Nomadland: The Languor of the Biggest Oscar Contender

3 mins read

A while ago, Fern (Frances McDormand) and her husband lived in a small American town based around industry. After the local gypsum factory’s shutdown, the town practically ceased to exist. And during this painfully chaotic situation, Fern’s husband died, leaving her forlorn, jobless, houseless (as she likes to call herself). She starts living in her decrepit van while working a seasonal job to achieve the minimum level of existence. Briefly thereafter, she joins a makeshift nomad community where she meets people with a similarly devastating past but, for various reasons, have decided that such a life suits them now.
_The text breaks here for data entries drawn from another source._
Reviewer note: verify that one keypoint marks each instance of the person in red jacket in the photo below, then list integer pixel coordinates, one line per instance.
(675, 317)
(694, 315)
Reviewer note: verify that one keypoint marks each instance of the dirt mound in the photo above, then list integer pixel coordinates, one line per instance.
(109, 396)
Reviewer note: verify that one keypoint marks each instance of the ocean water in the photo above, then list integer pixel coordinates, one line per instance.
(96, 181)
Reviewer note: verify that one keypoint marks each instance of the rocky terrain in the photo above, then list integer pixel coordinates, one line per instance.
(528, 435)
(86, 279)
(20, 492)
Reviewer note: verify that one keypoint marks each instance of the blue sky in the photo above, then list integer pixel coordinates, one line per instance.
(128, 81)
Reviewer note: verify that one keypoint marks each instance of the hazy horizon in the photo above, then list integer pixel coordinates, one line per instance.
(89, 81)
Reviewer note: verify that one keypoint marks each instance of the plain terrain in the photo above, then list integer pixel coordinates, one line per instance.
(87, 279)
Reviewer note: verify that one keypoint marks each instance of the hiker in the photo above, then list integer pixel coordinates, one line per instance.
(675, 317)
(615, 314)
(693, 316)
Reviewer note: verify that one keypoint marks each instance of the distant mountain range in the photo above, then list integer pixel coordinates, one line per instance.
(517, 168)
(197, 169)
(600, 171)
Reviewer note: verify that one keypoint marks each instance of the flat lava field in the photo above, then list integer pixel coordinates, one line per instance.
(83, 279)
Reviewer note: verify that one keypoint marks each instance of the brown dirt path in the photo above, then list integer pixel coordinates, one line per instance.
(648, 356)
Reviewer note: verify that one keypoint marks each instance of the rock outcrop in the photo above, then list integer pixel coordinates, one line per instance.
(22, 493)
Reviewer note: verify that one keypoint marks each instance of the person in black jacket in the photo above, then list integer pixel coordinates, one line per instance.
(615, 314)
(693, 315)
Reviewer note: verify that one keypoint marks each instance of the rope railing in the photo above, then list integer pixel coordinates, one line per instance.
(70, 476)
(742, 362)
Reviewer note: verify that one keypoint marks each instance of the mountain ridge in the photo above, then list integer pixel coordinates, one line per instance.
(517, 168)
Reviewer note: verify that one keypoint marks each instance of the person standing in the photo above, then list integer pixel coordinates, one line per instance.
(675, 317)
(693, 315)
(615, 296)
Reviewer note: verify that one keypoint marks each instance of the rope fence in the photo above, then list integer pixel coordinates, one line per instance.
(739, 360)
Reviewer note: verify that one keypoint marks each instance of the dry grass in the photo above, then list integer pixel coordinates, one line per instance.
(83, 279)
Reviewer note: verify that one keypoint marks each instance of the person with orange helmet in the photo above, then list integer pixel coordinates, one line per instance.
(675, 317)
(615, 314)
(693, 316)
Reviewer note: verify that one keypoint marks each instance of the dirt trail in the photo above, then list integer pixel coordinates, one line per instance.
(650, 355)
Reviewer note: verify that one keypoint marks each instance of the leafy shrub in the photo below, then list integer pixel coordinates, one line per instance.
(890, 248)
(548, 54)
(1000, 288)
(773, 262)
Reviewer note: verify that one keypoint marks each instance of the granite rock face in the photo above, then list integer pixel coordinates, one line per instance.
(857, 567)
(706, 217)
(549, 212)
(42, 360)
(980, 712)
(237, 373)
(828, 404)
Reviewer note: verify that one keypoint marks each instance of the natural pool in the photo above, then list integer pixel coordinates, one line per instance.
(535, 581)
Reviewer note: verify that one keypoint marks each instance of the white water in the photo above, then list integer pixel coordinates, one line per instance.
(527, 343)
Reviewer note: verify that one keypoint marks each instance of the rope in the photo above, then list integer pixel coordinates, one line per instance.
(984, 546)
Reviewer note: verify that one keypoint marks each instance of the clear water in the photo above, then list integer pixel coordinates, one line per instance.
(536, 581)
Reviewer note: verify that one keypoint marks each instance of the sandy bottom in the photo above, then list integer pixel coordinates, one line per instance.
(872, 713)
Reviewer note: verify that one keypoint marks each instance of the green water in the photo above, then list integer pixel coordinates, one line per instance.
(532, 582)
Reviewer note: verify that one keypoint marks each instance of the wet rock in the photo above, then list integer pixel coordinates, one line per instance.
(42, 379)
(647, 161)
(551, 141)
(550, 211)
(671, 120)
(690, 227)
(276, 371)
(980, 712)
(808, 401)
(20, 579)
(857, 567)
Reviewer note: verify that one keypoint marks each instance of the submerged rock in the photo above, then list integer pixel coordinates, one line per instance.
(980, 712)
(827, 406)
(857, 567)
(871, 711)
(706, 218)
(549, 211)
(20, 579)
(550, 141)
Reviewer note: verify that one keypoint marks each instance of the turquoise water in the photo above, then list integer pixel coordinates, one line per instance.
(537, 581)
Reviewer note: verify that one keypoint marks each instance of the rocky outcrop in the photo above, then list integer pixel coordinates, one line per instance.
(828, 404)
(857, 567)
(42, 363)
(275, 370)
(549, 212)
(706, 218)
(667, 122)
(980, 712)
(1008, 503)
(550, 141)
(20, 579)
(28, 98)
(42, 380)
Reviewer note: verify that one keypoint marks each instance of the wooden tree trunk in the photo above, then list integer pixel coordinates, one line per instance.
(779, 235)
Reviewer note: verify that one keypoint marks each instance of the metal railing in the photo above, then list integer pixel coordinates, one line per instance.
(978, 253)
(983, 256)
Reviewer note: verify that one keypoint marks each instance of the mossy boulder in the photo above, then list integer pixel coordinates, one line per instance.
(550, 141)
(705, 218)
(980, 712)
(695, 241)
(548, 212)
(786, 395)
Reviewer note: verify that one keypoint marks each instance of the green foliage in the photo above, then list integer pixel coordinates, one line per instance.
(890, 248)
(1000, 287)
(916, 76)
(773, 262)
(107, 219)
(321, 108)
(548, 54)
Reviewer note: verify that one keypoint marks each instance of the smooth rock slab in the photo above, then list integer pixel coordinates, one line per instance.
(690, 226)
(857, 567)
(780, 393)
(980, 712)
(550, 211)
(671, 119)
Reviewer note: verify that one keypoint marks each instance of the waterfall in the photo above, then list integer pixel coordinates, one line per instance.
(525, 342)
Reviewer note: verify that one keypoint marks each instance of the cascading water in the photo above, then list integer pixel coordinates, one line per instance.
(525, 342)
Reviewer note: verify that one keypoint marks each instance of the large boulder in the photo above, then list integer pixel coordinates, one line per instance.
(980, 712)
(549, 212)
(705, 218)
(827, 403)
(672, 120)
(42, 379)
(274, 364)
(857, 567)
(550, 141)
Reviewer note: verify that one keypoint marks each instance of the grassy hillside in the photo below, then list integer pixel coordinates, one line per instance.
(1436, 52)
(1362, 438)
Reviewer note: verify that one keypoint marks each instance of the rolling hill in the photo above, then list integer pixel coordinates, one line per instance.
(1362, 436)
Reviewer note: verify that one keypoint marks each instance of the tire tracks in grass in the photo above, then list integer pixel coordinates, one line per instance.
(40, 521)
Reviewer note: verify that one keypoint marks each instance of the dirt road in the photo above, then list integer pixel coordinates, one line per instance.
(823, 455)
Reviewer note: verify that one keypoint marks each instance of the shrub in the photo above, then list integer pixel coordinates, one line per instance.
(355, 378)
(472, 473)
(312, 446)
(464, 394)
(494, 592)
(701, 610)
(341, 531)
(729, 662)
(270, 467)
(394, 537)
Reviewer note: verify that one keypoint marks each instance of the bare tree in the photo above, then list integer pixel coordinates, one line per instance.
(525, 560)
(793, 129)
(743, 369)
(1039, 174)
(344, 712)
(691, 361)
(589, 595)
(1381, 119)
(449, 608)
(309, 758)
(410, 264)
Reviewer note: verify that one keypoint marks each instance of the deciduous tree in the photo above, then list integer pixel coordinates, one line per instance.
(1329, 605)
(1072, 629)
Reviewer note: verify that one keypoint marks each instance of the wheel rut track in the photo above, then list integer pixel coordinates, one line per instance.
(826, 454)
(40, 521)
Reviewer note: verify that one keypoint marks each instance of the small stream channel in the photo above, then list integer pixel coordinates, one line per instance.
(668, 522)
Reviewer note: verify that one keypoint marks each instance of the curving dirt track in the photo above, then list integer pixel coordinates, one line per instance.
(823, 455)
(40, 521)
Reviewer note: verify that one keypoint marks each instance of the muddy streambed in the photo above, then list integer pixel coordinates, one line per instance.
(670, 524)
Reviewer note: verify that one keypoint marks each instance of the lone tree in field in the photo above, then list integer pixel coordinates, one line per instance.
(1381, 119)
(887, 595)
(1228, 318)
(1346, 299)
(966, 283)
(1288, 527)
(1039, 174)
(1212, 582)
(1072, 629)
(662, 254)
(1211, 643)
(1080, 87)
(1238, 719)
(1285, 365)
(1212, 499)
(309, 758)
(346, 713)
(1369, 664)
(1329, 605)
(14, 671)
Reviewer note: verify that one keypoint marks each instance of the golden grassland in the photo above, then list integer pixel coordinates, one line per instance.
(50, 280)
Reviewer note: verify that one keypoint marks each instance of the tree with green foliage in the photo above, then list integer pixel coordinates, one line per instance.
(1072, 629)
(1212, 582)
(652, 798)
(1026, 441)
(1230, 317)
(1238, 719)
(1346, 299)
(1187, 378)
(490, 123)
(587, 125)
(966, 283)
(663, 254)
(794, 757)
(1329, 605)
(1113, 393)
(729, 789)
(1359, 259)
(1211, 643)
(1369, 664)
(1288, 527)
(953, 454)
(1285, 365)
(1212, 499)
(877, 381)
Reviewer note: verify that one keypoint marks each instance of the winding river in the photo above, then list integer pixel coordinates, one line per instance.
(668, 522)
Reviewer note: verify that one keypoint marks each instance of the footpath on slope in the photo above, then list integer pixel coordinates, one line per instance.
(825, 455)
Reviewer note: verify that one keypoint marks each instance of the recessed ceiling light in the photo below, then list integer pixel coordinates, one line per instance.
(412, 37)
When discovering this, the viewer sighs, expecting to observe the banal sad-person-finds-meaning-in-a-community narrative. After a few minutes of beautiful, nomadic languor, however, the viewer remembers that one time their grandmother asserted it’s bad to jump to conclusions.

Film historian Robert Rosenstone claims that any story, whatever its origin, embodies an assembly of events organised in a coherent plot. Put differently; a story can exist only when the viewer comprehends the narrative’s cause-and-effect links, which the author has logically assembled. Indeed, the naturalistic and unvarnished Nomadland bridges certain events into a causal relationship (e.g. the subplot with Strathairn’s character leading to the climax); however, others occur somewhat randomly, without a fixed predictor. For instance, Fern works for Amazon, then discusses her life with her neighbours, then (all of a sudden) sells rocks, then (all of a sudden) paints her van. Writer/director Chloé Zhao constructs Fern’s haphazard life inimically to Rosenstone’s notion of storytelling since her nomad life cannot be logically systematised. Fern’s purposely fragmented actions beguile the viewer while seamlessly blending in with the cause-and-effect side of the narrative. As though a person in the mountains, wandering around in Brownian motion, manages to get closer to the peak by holding onto an invisible rope.  

Toward the end, however, this close-to-perfect fusion is disrupted by the script’s jerky urge to conclude the story. Zhao employs conventional dramatic enhancers to get to the climax, even though a languorous story like this loses more than it gains thereby. Consequently, the muddy road of narrative platitudes emerges, ‘asking’ Fern whether she should keep on living as a nomad, even though the viewer has discovered the answer five platitudes ago.